Progressions Behavioral Health Services, Inc. and One of its Former Mental Health Therapists Agree to Pay $27,500 to Resolve Potential False Claims Act Liability
PHILADELPHIA – United States Attorney William M. McSwain announced that Progressions Behavioral Health Services, Inc. (“Progressions”) and Sharmon James, a mental health therapist formerly employed by Progressions, have agreed to pay $27,500 to resolve claims under the False Claims Act set forth in a qui tam complaint filed against them in the United States District Court for the Eastern District of Pennsylvania.
The Complaint alleges that James fabricated mental health treatment records for over 59 outpatient sessions with a minor during the period of May 3, 2017 through October 19, 2018. None of these sessions ever occurred. James allegedly falsified records, forged the signature of the minor’s parent on patient encounter forms, and caused Progressions to submit claims for payment to Medicaid based upon these false records. Pursuant to the agreement, Progressions will pay $17,500 and James will pay $10,000 to the United States.

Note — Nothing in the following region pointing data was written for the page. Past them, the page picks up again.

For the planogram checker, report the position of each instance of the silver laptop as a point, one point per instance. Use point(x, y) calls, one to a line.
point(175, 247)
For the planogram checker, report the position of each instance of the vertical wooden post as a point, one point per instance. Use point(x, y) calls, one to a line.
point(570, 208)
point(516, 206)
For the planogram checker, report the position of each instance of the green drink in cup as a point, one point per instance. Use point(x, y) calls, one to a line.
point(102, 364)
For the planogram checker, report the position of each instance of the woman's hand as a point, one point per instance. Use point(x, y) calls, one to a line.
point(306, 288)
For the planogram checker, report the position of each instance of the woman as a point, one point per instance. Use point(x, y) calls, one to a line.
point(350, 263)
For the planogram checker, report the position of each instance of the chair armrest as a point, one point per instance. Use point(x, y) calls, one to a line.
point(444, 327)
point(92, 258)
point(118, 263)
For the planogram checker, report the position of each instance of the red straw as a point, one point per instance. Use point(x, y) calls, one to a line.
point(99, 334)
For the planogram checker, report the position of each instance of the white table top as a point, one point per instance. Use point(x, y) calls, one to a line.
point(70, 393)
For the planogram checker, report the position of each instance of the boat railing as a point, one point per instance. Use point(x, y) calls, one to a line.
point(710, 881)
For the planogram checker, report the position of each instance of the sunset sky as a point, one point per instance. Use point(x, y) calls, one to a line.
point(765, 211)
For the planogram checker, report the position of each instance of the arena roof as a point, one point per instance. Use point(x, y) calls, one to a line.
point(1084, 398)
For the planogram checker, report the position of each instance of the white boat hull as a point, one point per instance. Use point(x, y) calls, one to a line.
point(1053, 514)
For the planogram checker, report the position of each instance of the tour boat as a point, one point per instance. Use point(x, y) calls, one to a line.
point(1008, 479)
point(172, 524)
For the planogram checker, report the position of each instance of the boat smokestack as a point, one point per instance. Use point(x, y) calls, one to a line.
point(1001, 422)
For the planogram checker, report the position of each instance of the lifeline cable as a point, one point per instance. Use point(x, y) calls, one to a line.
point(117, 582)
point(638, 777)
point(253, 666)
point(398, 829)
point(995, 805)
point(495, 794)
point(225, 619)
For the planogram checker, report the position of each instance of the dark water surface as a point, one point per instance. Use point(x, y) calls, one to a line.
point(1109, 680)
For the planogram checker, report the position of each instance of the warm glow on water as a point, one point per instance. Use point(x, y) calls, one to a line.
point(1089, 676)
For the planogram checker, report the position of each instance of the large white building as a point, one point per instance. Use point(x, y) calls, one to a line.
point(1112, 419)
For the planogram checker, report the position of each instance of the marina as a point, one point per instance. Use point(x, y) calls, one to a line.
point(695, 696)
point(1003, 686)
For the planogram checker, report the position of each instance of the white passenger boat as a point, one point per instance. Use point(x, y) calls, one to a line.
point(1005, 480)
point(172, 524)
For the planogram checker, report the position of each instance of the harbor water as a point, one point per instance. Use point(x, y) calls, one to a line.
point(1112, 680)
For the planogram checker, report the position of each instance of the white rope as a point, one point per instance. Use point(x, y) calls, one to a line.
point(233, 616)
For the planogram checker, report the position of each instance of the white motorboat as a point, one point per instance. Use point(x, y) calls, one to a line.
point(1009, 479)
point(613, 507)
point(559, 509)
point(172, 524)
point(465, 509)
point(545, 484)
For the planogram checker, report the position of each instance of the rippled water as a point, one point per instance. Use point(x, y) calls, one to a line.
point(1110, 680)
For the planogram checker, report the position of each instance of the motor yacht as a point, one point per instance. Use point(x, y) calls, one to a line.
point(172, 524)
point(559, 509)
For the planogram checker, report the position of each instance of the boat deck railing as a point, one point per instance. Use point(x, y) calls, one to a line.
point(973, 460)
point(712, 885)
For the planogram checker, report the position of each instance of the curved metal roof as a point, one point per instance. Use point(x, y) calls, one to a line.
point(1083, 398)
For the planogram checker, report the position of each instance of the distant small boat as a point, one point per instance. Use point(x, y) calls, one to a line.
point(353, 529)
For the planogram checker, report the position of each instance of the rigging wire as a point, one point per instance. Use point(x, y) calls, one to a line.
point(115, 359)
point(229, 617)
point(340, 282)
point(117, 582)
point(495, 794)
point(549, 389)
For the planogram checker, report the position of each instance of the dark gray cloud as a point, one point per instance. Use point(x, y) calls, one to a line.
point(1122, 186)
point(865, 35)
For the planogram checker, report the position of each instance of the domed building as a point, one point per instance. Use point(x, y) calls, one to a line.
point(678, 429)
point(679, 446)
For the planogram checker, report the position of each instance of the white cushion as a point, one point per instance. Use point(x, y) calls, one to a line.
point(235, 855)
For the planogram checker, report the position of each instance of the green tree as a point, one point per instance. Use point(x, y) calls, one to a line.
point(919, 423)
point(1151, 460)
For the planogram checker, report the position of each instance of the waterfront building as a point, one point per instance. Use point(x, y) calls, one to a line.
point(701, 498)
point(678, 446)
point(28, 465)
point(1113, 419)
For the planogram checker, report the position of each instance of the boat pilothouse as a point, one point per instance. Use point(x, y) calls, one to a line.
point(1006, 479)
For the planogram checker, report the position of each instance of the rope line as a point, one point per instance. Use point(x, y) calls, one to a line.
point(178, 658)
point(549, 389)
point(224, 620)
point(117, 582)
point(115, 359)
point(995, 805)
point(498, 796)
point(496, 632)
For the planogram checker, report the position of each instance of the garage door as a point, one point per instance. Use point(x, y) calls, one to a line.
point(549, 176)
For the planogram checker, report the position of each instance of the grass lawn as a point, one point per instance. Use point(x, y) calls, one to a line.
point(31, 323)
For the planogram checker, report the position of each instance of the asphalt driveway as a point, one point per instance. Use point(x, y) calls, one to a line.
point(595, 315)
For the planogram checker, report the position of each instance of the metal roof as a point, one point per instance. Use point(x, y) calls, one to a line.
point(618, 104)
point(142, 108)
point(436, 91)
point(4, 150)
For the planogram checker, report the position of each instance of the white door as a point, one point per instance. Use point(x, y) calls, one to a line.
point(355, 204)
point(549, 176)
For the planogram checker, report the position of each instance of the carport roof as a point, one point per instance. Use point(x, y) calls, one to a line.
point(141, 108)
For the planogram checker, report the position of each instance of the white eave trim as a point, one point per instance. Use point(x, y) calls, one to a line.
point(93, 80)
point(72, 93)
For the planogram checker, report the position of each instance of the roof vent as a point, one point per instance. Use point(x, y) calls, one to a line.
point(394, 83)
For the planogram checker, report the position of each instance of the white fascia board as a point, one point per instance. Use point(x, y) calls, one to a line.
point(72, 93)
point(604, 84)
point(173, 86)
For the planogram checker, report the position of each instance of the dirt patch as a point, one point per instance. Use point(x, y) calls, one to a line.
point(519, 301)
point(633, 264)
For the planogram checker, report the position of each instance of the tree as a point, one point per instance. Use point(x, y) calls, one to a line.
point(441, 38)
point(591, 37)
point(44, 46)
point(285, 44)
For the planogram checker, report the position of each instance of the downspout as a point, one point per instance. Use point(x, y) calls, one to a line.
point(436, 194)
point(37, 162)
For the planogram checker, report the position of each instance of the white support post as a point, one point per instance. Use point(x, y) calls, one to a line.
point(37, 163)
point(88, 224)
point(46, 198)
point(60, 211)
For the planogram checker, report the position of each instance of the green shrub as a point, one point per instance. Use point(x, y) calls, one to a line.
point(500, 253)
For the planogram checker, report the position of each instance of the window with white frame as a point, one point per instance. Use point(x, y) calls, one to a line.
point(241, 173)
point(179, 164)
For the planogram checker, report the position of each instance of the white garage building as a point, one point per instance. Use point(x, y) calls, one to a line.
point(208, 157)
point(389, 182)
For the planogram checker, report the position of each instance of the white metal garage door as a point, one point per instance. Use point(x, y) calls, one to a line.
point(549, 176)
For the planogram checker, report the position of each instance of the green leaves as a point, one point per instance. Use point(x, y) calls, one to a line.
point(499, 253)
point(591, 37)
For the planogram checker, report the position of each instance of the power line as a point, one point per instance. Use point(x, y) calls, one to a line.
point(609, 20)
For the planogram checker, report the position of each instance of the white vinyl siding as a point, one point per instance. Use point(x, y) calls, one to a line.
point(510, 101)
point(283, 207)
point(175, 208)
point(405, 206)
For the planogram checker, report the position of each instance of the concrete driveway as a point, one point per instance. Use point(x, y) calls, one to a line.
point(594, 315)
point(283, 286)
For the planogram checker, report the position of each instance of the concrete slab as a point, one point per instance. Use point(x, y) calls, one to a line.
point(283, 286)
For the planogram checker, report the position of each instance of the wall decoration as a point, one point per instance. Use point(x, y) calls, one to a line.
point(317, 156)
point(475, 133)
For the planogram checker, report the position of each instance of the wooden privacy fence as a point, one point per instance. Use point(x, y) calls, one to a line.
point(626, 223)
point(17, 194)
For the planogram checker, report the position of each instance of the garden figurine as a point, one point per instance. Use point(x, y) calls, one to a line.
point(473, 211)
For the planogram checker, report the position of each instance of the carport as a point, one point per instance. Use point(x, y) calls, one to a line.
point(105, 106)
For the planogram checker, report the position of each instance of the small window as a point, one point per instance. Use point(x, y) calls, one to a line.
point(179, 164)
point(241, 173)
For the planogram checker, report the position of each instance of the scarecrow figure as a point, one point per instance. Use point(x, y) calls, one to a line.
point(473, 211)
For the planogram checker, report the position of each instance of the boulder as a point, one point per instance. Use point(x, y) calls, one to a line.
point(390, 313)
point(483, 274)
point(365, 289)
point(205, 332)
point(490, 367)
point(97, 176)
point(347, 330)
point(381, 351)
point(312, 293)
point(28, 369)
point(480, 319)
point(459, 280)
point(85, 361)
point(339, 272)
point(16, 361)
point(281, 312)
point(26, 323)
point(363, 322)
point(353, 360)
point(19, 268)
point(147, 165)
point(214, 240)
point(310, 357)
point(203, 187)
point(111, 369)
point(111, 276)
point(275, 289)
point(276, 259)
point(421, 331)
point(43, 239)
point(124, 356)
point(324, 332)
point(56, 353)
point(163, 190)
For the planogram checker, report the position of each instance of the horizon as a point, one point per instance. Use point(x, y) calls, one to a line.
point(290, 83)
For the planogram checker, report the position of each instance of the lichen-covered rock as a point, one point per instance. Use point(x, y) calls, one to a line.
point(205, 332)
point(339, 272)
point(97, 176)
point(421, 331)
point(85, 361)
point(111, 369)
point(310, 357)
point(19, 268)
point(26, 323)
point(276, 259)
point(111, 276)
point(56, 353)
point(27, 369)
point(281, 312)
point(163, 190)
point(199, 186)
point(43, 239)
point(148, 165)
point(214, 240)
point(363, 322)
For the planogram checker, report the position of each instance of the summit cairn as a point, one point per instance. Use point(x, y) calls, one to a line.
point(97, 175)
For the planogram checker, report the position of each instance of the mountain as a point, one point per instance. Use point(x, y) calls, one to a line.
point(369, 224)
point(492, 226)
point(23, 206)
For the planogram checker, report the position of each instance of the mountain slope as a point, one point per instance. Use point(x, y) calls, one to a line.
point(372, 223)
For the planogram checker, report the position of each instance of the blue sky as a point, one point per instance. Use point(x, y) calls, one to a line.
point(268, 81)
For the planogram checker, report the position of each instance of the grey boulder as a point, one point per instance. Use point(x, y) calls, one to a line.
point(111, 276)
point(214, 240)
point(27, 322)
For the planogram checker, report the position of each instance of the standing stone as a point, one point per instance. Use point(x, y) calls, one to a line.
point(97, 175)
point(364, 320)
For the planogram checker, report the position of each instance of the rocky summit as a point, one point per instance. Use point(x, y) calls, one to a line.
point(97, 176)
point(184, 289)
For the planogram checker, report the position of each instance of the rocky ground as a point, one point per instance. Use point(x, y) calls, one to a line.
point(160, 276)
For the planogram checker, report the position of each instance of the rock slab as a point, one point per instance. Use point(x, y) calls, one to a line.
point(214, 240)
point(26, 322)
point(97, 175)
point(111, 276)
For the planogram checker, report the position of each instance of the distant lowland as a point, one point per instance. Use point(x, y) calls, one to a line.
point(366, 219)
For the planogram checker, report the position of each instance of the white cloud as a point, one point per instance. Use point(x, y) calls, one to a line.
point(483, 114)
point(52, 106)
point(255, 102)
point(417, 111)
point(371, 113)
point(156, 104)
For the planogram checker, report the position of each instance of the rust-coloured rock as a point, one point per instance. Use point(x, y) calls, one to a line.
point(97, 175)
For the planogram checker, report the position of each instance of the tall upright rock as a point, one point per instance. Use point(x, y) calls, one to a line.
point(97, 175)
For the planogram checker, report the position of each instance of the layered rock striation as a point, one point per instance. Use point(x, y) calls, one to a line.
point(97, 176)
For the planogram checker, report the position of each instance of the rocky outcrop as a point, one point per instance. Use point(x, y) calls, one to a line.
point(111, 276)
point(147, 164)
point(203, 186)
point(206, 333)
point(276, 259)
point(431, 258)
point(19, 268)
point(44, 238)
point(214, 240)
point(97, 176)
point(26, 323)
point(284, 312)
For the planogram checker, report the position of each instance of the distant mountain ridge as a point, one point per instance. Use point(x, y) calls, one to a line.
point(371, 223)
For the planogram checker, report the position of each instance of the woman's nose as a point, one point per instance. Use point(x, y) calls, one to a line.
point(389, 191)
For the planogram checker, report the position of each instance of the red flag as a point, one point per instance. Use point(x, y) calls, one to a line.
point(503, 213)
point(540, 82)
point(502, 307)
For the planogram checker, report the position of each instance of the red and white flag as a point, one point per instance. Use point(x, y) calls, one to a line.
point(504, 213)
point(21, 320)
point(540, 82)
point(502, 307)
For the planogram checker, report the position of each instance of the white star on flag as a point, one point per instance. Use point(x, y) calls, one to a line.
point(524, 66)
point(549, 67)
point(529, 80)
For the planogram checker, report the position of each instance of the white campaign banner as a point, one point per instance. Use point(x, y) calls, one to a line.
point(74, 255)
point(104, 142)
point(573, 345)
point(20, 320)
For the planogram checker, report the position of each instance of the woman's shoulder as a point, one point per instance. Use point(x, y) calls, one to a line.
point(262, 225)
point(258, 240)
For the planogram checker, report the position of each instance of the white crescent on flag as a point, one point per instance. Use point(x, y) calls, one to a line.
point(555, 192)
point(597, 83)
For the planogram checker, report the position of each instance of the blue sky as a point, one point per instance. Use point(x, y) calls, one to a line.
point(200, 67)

The settlement resolves allegations in a whistleblower complaint filed in federal court in the Eastern District of Pennsylvania under the qui tam provisions of the False Claims Act. These provisions allow private citizens to bring civil actions on behalf of the United States and share in any recovery. The whistleblower in this matter was the minor’s parent, who will receive approximately $6,700 of the recovery.
“Behavioral health service entities must have strong mechanisms in place – including appropriate supervision and oversight – to avoid fraud and abuse, or else they will face the consequences,” said U.S. Attorney McSwain. “We thank the whistleblower for bringing this qui tam complaint, as well as our law enforcement partners for helping us to pursue this important civil action.”
“Civil enforcement is an important tool in our ongoing battle against health care fraud,” said Maureen R. Dixon, Special Agent in Charge of the Office of the Inspector General for the U.S. Department of Health and Human Services. “We will continue to work closely with the United States Attorney’s Office to ensure the integrity of taxpayer funds and protect beneficiaries of federal healthcare programs.”
The government’s resolution of this matter illustrates the government’s emphasis on combating health care fraud. One of the most powerful tools in this effort is the False Claims Act. Tips and complaints from all sources about potential fraud, waste, abuse, and mismanagement can be reported to the Department of Health and Human Services at 800-HHS-TIPS (800-447-8477).
This matter was investigated by the U.S. Department of Health and Human Services’ Office of Inspector General and the U.S. Attorney’s Office for the Eastern District of Pennsylvania. The case is assigned to Assistant U.S. Attorneys Viveca D. Parker and Judith A. Amorosa of the Civil Division, and health care fraud auditor Dawn Wiggins.
The qui tam is captioned U.S. ex. rel. Smith v. Progressions Behavioral Health Services, Inc., No. 18-cv-4814 (E.D. Pa.). The claims resolved by this settlement are allegations only and there has been no determination of liability.